Happy with the money they make but never be able to spend it since they don't go outside.

evildick,
Your gallery must have a link back to your site. I believe that is why TheHun's bot is seeing it, even if the surfer may not.
Michel or Patrick could tell you for sure, but I think this may be the reason.

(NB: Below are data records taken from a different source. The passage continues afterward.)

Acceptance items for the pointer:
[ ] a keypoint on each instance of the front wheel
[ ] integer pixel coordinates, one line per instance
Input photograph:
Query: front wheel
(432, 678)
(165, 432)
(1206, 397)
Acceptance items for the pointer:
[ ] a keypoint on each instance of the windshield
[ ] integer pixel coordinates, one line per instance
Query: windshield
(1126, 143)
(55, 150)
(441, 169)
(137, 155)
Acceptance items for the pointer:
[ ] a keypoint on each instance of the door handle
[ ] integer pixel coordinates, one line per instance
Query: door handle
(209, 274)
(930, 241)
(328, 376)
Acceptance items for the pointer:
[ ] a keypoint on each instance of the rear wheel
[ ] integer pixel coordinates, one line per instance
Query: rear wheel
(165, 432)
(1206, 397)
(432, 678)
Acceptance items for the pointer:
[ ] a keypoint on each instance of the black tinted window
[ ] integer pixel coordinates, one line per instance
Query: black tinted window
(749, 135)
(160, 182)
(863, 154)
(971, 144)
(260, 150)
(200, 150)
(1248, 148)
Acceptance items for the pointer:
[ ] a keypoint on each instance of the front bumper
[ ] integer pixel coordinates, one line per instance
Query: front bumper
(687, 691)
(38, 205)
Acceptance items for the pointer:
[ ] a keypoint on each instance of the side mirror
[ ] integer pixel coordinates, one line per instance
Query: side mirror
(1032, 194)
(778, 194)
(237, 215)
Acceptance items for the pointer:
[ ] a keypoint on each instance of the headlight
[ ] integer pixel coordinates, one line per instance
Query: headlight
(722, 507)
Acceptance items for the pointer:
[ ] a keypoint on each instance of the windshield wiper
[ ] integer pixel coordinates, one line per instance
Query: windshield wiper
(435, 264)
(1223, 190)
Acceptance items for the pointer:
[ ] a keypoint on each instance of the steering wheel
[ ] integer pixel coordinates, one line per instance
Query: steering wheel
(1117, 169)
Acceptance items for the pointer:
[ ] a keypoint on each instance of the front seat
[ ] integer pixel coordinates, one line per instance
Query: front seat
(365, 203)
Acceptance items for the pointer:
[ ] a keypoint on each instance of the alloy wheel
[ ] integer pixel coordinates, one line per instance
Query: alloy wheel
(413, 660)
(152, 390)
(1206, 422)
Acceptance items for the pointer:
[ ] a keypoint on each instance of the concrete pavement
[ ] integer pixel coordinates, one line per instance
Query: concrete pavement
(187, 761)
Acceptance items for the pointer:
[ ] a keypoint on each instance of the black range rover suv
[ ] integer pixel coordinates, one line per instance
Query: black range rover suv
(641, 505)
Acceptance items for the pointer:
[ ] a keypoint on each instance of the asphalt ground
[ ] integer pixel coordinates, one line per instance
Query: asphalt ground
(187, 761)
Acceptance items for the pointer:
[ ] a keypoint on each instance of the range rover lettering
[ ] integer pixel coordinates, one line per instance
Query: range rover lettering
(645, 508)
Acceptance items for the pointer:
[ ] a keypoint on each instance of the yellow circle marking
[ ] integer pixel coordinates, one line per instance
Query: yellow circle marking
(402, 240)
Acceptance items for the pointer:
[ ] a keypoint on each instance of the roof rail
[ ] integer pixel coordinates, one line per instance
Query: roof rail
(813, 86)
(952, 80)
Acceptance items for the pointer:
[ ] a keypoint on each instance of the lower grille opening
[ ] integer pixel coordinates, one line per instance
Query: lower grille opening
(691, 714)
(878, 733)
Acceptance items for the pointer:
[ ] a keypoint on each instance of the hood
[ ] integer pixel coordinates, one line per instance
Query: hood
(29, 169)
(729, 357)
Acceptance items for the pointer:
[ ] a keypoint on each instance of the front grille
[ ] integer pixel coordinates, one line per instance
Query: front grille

Try making another gallery - leave only the links of the sponsor and the images - test that all images work (and will not give a 404) then try submitting to him again.

I haven't seen the gallery, I could be wrong - but this is a possiblity.

No, there's no links back to other pages on my site. I think Michel must have just ran my index page through their bot, which would have detected the link to gammacash. If they run one of my galleries through the bot it would be impossible for that to happen.

Here's the last one I tried to submit.

http://loadedgirls.com/galleries/hungallery23.html

I still get a "sorry that is blacklisted, redirects 404 to ads" message.

Here's what happens when you get a 404:

http://loadedgirls.com/typewhatevert...youwantinthere

kinda like most adult webmasters, they only go out for webmaster partys...

That's because this forum automatically opens it in a new window silly. There's no place to go back to!

Visit my gallery page then type in a 404. You can hit the back button then.

Oops. Looks like you removed the post.